As primate, David distinguished himself by saintly character and apostolic zeal, a glowing, not to say an overcharged, description of which is given in Giraldus. It is generally agreed that Wales was divided into dioceses in his time. Rees, in his learned essay on the Welsh saints, shews that of the dedications and localities of the churches of the principality, a large number terminate in David's native name, ddewi, or are otherwise connected with his memory ( Welsh Saints , p. 52). These instances, moreover, abound in a well-defined district; and Rees has ingeniously used these circumstances as indicating the limits of the diocese of archbp. David's immediate jurisdiction ( ib. pp. 197-199). David's successor was Cynog.
Jones and Freeman ( St. David's , 246 seq.) conclude that we may safely accept as historical facts: that St. David established a see and monastery at Menevia early in the 7th cent., the site being chosen for the sake of retirement; that his diocese was co-extensive with the Demetae; that he had no archiepiscopal jurisdiction; that a synod was held at Brefi, in which he probably played a conspicuous part, but that its objects are unknown; and finally that of his immediate successors nothing is recorded ( ib. 257). These writers convey a vivid impression of the "strange and desolate scenery" of the spot now named after St. David, and give some curious antiquarian details. Haddan and Stubbs ( Councils , i. 115-120) give dates to the synod of Brefi and the synod of Victory, a little before 569 and in 569, later than Rees's latest possible date for David's death; and they regard the accounts given of the synods by Ricemarchus, and Giraldus after him, as purely fabulous, and directed to the establishment of the apocryphal supremacy of St. David and his see over the entire British church. They express much doubt as to the purpose of those assemblies being to crush Pelagianism.
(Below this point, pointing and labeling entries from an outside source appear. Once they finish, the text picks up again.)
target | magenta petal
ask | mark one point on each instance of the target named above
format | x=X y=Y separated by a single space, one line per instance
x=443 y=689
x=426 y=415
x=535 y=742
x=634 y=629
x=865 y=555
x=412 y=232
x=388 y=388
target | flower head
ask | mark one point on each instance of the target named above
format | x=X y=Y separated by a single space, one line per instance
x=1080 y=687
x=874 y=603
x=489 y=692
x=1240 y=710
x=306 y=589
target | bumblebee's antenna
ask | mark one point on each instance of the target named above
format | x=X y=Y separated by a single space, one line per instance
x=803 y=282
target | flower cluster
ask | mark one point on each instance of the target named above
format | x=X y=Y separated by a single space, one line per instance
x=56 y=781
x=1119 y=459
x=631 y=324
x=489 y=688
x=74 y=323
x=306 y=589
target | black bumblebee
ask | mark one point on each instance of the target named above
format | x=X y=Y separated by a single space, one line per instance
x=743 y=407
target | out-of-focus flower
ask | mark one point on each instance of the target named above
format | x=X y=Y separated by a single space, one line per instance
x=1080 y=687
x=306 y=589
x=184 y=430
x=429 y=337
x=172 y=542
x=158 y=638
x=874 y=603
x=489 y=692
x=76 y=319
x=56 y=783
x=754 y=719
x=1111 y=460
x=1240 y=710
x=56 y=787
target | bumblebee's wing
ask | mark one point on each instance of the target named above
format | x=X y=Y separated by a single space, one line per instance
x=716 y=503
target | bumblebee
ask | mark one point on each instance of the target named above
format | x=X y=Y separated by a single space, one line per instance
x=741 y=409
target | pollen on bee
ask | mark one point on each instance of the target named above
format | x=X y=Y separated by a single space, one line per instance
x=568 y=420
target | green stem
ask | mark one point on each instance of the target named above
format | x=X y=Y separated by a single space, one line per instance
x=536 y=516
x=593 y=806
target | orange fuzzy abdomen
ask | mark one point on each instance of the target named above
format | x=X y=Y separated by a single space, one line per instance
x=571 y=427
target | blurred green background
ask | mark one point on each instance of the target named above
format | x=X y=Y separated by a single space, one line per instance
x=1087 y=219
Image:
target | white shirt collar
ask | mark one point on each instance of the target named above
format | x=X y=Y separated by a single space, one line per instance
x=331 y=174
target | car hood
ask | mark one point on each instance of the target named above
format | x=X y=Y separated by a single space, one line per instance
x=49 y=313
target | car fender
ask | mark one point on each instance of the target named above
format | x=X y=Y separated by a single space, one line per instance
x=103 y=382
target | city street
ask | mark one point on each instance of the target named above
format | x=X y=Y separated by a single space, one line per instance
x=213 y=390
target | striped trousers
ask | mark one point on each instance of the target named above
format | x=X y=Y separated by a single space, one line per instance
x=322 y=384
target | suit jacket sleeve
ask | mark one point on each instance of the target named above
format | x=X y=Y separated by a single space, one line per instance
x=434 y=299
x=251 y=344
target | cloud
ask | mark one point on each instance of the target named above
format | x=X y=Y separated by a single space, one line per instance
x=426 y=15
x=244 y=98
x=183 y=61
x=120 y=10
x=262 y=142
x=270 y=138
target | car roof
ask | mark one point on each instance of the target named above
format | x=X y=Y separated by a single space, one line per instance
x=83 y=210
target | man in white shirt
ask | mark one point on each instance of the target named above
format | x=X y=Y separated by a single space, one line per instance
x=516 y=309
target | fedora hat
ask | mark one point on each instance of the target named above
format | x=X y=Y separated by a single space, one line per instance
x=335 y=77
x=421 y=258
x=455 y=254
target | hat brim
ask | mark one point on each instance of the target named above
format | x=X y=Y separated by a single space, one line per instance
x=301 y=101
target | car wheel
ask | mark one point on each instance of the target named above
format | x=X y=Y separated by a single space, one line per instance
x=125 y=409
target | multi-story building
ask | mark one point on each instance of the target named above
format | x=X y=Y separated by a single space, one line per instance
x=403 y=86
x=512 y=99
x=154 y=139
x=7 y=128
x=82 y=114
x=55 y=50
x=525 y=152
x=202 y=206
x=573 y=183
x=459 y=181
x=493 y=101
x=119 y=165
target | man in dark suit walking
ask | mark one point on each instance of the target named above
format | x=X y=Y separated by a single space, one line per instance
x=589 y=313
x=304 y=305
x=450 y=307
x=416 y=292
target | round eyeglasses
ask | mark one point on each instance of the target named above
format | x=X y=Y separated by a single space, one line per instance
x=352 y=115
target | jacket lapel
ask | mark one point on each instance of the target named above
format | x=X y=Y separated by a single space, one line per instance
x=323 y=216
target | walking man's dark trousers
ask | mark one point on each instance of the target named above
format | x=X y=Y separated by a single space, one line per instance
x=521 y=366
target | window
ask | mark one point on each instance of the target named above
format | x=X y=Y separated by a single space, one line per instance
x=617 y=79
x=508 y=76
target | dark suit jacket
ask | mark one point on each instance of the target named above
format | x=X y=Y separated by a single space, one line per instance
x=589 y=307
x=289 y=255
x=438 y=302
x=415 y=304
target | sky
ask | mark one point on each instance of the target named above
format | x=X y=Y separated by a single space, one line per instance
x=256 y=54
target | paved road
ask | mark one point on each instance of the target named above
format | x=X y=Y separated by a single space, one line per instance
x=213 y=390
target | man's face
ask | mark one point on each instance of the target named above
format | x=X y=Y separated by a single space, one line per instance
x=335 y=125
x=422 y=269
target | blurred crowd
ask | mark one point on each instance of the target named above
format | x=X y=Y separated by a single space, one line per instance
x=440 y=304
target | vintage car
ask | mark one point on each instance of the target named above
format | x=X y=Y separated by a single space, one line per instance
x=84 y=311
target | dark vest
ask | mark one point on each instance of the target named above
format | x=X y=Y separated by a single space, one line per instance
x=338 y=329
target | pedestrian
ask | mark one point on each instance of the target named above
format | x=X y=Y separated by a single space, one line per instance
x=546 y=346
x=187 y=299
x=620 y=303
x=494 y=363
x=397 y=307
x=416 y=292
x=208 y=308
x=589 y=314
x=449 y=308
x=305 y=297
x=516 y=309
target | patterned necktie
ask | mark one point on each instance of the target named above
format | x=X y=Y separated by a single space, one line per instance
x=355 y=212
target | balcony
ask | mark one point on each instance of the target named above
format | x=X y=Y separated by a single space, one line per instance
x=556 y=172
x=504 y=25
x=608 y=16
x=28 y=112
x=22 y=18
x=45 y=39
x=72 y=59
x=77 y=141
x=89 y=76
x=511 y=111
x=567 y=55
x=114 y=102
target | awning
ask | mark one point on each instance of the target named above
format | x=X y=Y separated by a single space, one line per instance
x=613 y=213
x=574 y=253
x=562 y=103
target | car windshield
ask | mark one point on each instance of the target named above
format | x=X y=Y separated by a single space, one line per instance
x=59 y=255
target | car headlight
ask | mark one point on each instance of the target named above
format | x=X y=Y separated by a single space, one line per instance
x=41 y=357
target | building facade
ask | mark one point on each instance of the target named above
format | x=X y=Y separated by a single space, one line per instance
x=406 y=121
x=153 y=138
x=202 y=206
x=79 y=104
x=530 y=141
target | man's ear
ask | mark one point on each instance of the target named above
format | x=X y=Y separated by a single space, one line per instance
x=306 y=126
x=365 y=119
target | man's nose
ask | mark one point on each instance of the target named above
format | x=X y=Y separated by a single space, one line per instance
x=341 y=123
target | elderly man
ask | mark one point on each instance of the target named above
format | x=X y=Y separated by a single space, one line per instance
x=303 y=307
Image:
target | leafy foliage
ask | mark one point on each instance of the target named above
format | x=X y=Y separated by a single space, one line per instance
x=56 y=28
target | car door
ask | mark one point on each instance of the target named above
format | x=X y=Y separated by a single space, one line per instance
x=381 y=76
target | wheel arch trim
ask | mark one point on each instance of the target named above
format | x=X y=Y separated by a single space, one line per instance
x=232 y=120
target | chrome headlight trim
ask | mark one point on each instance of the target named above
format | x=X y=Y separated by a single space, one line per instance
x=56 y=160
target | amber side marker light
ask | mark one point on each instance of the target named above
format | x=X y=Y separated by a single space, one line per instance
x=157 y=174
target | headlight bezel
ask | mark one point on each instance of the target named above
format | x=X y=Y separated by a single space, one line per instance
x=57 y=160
Valuable documentary information and references as to the whole subject of the early Welsh episcopate are given in Appendix C ( op. cit. ), and it is maintained that "there is no real evidence of the existence of any archiepiscopate at all in Wales during the Welsh period, if the term is held to imply jurisdiction admitted or even claimed (until the 12th cent.) by one see over another."
David was canonized by pope Calixtus c. a.d. 1120, and commemorated on Mark 1 (Rees, op. cit. 201).